La Fondation du doute célèbre l’Ego art de Ben

La Fondation du doute célèbre l’Ego art de Ben et les 60 ans de Fluxus. Au menu : un recueil d’aphorismes, des expos notamment sur l’ego indestructible ainsi qu’un nouveau parcours de plus de 400 oeuvres. Le tout à Blois, près du Château royal et de l’égo de 7 rois et de 10 reines de France.

En sortant de la gare de Blois impossible de la rater. Affiches sur les arrêts de bus, bannières sur les lampadaires, « mosaïques » sur les murs, la Fondation du doute est mieux signalée que le terminus SNCF. Autant que le château.

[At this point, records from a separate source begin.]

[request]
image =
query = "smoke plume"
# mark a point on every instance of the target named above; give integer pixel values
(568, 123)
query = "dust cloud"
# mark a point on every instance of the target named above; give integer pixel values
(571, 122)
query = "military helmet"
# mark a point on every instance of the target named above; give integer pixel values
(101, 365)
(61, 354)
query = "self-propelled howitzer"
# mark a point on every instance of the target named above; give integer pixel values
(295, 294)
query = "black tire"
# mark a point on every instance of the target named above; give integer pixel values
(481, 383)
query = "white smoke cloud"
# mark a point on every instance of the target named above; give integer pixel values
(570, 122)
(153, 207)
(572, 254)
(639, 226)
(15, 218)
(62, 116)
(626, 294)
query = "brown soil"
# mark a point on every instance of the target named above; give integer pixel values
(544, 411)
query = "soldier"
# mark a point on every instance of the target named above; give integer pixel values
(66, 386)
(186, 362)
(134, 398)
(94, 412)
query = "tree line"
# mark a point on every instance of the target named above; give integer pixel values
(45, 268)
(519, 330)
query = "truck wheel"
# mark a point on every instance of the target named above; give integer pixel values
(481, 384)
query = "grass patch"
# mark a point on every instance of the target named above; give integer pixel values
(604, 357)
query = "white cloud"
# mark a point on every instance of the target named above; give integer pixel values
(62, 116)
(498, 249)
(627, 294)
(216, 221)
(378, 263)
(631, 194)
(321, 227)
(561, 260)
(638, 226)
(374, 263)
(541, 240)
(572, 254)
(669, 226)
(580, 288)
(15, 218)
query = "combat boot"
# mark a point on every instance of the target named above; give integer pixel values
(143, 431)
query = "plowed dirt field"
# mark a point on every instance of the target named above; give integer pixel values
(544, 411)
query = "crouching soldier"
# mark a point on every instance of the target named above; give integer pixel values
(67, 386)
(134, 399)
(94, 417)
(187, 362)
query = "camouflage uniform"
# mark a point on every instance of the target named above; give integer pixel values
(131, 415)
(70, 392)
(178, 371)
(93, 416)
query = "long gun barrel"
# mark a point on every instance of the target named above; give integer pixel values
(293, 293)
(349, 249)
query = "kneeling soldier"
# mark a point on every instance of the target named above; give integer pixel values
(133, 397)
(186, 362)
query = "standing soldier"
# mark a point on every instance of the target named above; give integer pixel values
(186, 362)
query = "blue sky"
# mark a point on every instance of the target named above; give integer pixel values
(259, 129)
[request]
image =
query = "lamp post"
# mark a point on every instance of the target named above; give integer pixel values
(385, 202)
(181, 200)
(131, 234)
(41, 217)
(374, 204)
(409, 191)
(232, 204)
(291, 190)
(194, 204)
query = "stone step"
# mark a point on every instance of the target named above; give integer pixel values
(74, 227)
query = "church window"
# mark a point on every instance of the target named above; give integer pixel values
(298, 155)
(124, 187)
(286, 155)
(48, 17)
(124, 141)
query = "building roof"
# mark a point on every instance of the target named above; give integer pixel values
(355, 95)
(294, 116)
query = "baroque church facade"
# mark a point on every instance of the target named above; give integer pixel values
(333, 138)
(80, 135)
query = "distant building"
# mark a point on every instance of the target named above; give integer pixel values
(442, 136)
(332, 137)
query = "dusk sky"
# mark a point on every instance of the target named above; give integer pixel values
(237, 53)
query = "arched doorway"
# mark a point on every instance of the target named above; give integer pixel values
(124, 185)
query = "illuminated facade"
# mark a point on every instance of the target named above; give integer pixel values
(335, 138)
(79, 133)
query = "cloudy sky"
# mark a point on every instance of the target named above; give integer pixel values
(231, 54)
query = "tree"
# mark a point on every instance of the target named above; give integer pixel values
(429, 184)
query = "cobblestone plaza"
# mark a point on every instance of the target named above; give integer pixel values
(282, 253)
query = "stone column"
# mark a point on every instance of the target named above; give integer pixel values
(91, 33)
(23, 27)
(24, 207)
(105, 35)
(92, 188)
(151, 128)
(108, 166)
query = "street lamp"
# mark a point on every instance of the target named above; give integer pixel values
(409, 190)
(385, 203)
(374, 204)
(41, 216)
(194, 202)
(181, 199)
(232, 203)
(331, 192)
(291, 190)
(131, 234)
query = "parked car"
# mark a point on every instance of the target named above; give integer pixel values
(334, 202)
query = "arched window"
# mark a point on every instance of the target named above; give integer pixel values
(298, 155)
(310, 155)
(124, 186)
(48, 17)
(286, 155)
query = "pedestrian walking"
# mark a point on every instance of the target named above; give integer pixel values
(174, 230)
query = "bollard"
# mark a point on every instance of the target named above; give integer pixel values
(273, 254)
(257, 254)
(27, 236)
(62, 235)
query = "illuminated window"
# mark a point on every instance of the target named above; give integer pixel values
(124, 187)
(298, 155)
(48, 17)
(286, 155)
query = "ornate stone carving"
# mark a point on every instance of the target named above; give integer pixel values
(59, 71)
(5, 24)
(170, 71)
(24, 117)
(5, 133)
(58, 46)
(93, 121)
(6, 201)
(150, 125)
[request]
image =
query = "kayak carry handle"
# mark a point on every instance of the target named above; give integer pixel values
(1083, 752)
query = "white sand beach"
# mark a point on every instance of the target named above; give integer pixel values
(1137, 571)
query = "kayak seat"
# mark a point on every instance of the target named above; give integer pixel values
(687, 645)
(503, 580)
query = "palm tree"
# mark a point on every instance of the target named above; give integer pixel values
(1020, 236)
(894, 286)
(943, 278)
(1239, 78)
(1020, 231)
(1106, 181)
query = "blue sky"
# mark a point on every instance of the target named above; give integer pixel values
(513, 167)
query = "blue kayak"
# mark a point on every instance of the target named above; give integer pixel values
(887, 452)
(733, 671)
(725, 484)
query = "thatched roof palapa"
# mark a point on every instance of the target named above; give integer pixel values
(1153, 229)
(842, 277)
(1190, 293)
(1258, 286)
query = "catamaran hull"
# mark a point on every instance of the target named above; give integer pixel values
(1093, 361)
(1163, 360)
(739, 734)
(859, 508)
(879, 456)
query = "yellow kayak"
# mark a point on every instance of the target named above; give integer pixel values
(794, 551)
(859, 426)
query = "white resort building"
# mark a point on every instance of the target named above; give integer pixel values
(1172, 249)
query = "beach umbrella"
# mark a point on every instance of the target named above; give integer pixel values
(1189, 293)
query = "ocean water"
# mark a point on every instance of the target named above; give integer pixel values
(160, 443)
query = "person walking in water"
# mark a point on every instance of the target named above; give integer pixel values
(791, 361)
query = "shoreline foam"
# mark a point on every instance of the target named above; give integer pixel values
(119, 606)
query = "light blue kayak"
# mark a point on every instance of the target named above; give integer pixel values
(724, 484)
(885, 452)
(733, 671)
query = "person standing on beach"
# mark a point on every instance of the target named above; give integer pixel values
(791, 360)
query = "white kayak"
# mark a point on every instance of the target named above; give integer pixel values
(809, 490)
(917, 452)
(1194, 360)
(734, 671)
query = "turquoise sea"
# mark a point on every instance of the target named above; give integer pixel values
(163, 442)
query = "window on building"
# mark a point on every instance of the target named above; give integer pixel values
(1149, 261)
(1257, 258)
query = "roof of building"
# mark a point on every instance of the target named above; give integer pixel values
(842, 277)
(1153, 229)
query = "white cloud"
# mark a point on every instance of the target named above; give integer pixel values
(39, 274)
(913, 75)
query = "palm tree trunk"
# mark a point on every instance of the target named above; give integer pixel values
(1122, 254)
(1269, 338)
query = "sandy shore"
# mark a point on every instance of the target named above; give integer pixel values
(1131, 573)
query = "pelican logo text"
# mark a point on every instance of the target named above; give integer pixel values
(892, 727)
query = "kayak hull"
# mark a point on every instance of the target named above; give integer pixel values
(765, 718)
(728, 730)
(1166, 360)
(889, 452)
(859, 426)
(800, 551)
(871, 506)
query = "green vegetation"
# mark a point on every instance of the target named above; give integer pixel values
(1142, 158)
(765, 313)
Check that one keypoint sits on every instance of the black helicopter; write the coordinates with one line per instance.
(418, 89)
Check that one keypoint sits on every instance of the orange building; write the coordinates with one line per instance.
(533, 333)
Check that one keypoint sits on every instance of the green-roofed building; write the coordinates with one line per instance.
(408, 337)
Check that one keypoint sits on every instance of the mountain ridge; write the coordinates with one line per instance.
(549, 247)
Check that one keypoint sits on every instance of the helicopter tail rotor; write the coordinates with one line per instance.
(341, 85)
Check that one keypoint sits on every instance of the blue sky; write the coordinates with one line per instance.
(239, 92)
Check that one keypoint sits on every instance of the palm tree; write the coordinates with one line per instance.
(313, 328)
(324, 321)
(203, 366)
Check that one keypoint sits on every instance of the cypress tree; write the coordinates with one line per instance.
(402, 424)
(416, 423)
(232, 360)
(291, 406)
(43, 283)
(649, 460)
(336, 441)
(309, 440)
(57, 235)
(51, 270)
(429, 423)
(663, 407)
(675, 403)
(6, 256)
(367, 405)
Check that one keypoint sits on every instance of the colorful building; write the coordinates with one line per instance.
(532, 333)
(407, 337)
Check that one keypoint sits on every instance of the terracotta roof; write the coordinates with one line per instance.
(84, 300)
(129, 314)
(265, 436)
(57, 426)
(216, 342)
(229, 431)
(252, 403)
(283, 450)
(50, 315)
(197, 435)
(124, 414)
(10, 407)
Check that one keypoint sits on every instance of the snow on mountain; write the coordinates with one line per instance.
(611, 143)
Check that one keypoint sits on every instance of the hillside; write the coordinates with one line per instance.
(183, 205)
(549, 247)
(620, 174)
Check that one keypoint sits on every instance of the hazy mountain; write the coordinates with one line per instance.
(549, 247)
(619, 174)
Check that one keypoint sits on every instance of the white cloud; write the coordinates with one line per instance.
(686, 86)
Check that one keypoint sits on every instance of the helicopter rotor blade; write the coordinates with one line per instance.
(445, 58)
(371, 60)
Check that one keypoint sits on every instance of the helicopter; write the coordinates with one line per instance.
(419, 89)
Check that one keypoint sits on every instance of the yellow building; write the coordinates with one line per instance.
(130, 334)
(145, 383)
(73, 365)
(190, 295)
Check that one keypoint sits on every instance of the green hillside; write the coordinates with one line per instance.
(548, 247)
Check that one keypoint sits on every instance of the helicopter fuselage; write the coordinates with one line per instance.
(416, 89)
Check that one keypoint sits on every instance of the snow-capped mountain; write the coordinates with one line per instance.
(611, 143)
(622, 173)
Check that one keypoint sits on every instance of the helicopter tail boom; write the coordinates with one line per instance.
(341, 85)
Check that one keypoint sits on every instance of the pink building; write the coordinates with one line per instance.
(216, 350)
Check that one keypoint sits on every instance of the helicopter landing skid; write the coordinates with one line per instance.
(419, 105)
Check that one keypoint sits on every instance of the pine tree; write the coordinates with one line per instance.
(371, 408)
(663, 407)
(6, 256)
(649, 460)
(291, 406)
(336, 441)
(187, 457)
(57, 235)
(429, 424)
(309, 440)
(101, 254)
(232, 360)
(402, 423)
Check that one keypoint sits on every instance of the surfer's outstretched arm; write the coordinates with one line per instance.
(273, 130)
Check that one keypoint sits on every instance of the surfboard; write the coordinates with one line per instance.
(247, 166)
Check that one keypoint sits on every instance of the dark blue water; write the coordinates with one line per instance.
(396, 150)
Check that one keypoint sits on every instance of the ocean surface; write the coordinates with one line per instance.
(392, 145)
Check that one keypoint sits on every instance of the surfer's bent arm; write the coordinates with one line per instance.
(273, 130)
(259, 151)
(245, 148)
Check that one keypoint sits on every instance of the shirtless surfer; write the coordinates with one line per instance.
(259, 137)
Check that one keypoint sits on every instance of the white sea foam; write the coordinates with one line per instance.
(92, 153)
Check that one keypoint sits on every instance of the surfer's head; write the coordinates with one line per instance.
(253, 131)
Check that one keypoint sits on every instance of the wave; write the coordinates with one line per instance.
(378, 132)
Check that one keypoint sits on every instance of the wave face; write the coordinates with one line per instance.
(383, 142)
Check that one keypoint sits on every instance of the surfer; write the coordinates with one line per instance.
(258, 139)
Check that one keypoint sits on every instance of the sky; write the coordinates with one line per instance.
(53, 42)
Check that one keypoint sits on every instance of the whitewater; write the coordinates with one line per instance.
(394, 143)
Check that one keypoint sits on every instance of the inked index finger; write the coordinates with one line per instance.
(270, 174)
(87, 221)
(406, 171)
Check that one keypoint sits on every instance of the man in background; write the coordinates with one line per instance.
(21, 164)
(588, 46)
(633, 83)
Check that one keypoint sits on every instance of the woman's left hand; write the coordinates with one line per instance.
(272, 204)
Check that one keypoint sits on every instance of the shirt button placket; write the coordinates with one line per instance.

C’est dire ! Car le monument, historique depuis 1845, célèbre pour sa diversité de styles, témoin du destin de 7 rois et de 10 reines de France, est le fleuron de la ville. Un arrêt presque obligatoire de la Loire à vélo (ou pas). On croise d’ailleurs des Anglais en VAE, des Italiens nez sur une appli dédiée, des scolaires qui s’éparpillent.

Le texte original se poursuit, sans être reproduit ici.